Cached at:
05/08/26, 06:41 AM
**TL;DR:** OpenAI demonstrated how to use natural language to build Workspace Agents in ChatGPT during Build Hours, using a meeting preparation assistant as an example, showing the full workflow of no‑code creation, tool configuration, preview runs, and team sharing.
## Build Hours Overview
Build Hours is OpenAI's live stream series designed to help teams get more value from OpenAI products through real‑world examples and practical tips. This episode focuses specifically on Workspace Agents, available (as a research preview) in ChatGPT Business, Enterprise, Edu, and ChatGPT for Teachers plans.
## What Are Workspace Agents?
Christina explains that Workspace Agents are agents powered by Codex, designed to handle complex, long‑running work that spans multiple systems. They can access files, code, and tools, run continuously in the background, and keep working even after you close your laptop. Agents have memory, can be guided through conversation, and improve over time. Getting started is simple: click Agents in the ChatGPT sidebar, describe a workflow your team is already doing, and ChatGPT helps turn it into an Agent.
### Differences from Codex and Agents SDK
- **Workspace Agents:** Designed for teams to share work. Tasks run in the cloud and continue even when devices are off.

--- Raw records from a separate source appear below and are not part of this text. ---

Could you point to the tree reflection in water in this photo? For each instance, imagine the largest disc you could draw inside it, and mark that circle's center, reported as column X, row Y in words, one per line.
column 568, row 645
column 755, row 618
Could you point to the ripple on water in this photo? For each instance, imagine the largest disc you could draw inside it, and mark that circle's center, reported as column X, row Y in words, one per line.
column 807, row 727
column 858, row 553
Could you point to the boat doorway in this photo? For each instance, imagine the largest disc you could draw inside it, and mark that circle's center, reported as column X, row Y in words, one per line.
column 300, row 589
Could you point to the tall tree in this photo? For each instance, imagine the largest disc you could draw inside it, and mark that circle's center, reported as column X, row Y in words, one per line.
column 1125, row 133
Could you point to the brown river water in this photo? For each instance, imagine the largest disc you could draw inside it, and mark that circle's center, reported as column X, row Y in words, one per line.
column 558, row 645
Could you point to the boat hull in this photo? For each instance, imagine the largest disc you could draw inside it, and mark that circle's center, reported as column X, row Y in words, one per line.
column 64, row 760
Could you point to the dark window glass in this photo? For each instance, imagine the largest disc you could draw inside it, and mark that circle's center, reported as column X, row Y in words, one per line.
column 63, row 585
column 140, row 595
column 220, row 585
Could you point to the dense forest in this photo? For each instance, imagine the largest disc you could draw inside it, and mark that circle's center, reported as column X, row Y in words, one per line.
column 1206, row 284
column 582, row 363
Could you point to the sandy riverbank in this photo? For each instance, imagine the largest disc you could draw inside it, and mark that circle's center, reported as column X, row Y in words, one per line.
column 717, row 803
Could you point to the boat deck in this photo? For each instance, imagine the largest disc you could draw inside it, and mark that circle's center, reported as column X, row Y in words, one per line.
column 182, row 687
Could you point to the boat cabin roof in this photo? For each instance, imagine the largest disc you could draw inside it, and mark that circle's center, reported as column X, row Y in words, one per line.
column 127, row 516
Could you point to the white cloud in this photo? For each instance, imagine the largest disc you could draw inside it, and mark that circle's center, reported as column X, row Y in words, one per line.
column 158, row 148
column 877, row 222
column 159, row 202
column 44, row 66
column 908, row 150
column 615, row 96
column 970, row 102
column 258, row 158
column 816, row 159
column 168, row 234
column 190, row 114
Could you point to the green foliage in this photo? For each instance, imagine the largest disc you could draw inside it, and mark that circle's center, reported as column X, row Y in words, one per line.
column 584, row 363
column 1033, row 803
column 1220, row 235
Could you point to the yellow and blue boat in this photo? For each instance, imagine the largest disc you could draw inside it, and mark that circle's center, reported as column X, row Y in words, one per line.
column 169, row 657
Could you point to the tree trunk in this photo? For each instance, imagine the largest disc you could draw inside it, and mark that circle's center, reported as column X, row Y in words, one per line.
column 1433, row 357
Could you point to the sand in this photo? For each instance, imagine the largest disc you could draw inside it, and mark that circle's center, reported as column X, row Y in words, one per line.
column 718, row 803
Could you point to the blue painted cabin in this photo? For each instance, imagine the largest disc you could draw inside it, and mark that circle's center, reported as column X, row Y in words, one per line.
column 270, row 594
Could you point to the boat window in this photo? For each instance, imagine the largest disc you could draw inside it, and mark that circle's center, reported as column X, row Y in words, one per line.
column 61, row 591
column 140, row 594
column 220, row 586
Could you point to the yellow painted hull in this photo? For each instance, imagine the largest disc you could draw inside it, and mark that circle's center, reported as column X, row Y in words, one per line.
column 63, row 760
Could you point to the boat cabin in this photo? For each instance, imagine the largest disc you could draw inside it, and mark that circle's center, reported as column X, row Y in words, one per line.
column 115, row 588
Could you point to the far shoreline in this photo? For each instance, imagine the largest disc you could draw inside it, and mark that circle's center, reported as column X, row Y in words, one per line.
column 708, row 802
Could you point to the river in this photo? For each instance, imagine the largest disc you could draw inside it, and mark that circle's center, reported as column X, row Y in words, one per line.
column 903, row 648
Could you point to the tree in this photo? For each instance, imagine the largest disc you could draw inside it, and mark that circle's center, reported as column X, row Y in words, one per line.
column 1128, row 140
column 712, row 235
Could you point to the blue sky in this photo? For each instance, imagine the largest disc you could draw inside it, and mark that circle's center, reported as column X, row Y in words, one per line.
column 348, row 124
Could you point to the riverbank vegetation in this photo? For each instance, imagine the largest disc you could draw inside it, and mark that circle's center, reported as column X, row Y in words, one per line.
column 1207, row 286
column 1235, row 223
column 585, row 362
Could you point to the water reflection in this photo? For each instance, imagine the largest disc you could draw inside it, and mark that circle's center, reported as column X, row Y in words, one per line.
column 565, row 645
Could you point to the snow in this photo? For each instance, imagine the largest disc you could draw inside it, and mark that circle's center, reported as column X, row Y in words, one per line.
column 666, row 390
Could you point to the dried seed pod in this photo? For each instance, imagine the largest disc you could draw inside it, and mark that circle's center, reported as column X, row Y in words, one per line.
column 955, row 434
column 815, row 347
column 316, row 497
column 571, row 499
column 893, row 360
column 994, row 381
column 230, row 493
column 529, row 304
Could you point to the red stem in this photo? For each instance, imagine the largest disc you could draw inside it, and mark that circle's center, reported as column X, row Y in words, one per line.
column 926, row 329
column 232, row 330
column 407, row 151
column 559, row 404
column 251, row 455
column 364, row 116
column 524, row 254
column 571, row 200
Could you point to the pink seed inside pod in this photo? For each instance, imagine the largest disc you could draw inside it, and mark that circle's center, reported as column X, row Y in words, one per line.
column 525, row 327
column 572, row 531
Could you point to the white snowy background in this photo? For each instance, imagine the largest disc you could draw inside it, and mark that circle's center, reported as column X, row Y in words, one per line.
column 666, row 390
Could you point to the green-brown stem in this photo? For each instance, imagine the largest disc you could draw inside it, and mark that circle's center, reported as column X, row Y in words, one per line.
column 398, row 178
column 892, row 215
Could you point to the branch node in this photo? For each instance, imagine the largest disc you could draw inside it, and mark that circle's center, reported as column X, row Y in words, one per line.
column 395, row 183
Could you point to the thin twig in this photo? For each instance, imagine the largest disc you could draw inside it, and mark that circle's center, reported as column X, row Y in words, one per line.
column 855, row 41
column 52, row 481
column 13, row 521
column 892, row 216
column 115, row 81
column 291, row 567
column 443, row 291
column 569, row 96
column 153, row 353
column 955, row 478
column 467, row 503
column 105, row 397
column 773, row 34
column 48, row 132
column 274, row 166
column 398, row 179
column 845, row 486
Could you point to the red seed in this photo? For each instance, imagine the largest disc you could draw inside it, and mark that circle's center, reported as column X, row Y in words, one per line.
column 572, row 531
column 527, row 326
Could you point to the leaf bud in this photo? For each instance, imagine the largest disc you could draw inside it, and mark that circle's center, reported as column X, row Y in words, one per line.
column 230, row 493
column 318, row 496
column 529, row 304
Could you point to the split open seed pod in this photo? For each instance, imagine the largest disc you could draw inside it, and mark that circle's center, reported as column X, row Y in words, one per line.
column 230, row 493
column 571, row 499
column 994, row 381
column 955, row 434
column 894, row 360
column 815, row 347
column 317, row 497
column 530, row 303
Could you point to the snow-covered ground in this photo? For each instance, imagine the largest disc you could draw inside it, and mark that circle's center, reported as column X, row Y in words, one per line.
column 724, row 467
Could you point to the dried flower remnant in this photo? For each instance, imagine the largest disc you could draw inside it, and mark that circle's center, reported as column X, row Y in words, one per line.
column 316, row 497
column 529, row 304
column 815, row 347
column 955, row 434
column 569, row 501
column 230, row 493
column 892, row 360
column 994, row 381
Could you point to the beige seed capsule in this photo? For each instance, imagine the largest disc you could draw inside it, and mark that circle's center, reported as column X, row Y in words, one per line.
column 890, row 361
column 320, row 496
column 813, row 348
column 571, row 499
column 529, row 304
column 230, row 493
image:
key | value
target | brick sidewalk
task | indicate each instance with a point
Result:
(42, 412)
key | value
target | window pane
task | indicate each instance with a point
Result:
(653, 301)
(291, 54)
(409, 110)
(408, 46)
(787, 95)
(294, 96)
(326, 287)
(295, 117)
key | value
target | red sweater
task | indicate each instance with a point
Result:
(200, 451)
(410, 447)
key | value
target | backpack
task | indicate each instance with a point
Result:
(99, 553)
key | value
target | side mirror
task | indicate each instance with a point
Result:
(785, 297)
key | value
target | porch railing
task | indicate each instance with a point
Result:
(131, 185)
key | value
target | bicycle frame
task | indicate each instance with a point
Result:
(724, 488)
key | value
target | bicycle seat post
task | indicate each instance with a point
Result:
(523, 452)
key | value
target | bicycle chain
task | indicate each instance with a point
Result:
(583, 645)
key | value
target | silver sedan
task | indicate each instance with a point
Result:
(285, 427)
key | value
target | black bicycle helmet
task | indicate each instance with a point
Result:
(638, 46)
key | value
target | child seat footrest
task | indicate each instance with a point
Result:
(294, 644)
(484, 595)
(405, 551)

- **Codex:** Suited for individuals working with their own personal agents.
- **Agents SDK:** For teams that want to integrate custom agents into their own products and customer experiences.
## OpenAI Internal Use Cases
Several teams are already using Workspace Agents:
- **Marketing team:** Converts product briefs directly into websites by extracting requirements from Google Docs and code.
- **Accounting team:** Assists with month‑end closing, making it faster and more consistent.
- **Finance team:** Conducts vendor risk reviews by researching vendors and generating structured reports.
## Demo 1: Meeting Preparation Assistant
Hojun walks through building a meeting preparation agent (named Auto) that checks the calendar each morning, researches client information on Google Drive or the web, and then generates a meeting briefing and sends an email.
### Build Process
1. **Start with natural language:** Enter a prompt describing the use case (e.g., “Help me prepare for sales meetings, list the tools I need, I have a template, and finally email me a summary of upcoming meetings with a link to the full briefing”).
2. **ChatGPT generates the Agent plan:** It first creates an outline for the user to review, then automatically configures schedules, apps, tools, and instruction sets.
3. **No‑code interaction:** Users can give feedback directly in chat, and ChatGPT adjusts the configuration without needing IT or engineering support.
4. **Configure tool permissions:** In the example, the Agent only needs to reference Google Calendar – Hojun disables write access to ensure the Agent cannot modify events. Similarly, the scope of tools like Gmail can be controlled.
5. **Add skills:** Skills can come from other tools, existing processes on the platform, or be generated by ChatGPT. Hojun demonstrates having ChatGPT generate a skill and add it to the Agent’s playbook for formatting meeting briefs (tables, headings, bullet points).
### Preview Run
- When starting a preview test, users can see the Agent’s chain of thought and every step in real time (e.g., accessing the calendar, searching Drive, generating a document).
- Preview runs don’t have to be shown to end users, but they are very helpful for builders to debug and verify the workflow.
### Result
Hojun shows an email from Agent Auto containing a beautifully formatted meeting briefing, including:
- Executive summary
- Client snapshot
- Meeting objectives (from the template)
The Agent automatically completes its daily tasks in the background – the user only needs to check in when free, saving significant manual preparation time.
### Schedule and Sharing
After building, you can:
- **Schedule execution:** Set it to run daily at a specific time, or trigger on demand.
- **Share with the team:** Let other members customize and use it according to their own workflows.
## What Follows (Unfinished)
The transcript ends here and does not include Christina’s getting‑started tips, the differences between Agent and GPT, admin controls, or the second demo of a software approval assistant. Based on the original plan, these topics were supposed to be covered after the demo, but this article faithfully captures only the content that was presented based on the available transcript.